S’il est des chaussures qui marchent, ce sont celles de la marque Comme il faut (en français), un magasin spécialisé du quartier de Recoleta, ouvert il y a 20 ans par deux associées surfant sur le retour en vogue du tango, après des décennies de désuétude depuis son âge d’or, des années 1940 à 1955 environ. Regain acté par son inscription en 2009 au Patrimoine immatériel de l’humanité de l’Unesco. «J’ai commencé en faisant mes propres chaussures parce que je n’aimais pas celles sur le marché. Des femmes m’ont demandé d’où je les tenais et le bouche-à-oreille a fonctionné», explique Alicia Muñiz. «Puis, j’ai incorporé des matériaux inédits, de la dentelle, des imitations léopard…»
Cahier des charges
Bien sûr, l’apparence importe : «Quand tu danses, ce sont tes pieds que les gens regardent. Il faut que cela soit beau.» Mais au-delà du design, la chaussure de tango est tout un cahier des charges : des semelles quasi indestructibles injectées d’un fil d’acier – cruciales pour le tango acrobatique – et qui s’arrêtent exactement où s’arrêtent les orteils, surtout pas de pointe qui gênerait certaines figures, un bracelet qui tient bien la chaussure…
«L’âme de la chaussure, c’est l’arc», qu’il faut mettre un soin particulier à choisir, pour épouser à la perfection la voûte plantaire. Quant au talon, «le plus haut, c’est 9,5-10 cm. Au-delà, tu ne peux plus danser sans te tordre les chevilles. En deçà, il y a tous types de tailles intermédiaires», précise Alicia Muñiz, qui fait également des chaussures pour hommes, elles aussi au talon légèrement surélevé.
Quand tu danses, ce sont tes pieds que les gens regardent. Il faut que cela soit beau
Comme il faut – nom emprunté au titre d’un tango de 1917, sur un amour parisien perdu – vend aujourd’hui quelque 15 000 paires par an, exporte au Japon, aux États-Unis et en Europe. Et fournit des spectacles de professionnels à Buenos Aires. Les accessoires du tango sont devenus «une niche, un négoce», tempère Marina Kenny, sans pour autant les sous-estimer.

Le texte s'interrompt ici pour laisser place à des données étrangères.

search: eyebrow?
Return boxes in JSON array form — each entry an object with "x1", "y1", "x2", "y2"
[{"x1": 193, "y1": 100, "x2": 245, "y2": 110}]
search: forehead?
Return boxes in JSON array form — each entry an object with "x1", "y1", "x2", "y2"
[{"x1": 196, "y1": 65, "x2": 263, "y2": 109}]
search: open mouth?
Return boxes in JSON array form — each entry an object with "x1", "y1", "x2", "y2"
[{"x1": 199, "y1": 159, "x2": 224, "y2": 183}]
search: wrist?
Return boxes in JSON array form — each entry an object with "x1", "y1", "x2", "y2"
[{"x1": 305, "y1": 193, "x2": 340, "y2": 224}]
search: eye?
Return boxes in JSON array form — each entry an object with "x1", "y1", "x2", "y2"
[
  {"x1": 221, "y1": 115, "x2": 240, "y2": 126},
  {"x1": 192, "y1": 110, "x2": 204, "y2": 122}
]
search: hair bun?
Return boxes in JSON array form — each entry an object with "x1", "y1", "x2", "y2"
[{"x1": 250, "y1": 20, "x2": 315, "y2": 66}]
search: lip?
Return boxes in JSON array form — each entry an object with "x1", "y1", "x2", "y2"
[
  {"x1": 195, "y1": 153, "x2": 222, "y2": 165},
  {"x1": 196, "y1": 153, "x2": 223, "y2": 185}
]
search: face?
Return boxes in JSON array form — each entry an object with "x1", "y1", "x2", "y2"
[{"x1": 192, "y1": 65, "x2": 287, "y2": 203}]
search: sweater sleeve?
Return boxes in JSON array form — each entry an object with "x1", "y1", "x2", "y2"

Et nul doute que les immigrants impécunieux de Buenos Aires de la fin du XIXe siècle, présumés inventeurs du tango, n’avaient d’autres «chaussures de tango» que celles, usées, du jour. Car le tango, rappelle la danseuse et professeure Cecilia Piccini, est avant tout une expérience, une forme de «quête interne» qui, selon elle, invite à «sympathiser avec ses pieds pour qu’ils puissent parler, décider. Les pieds d’abord, les chaussures après».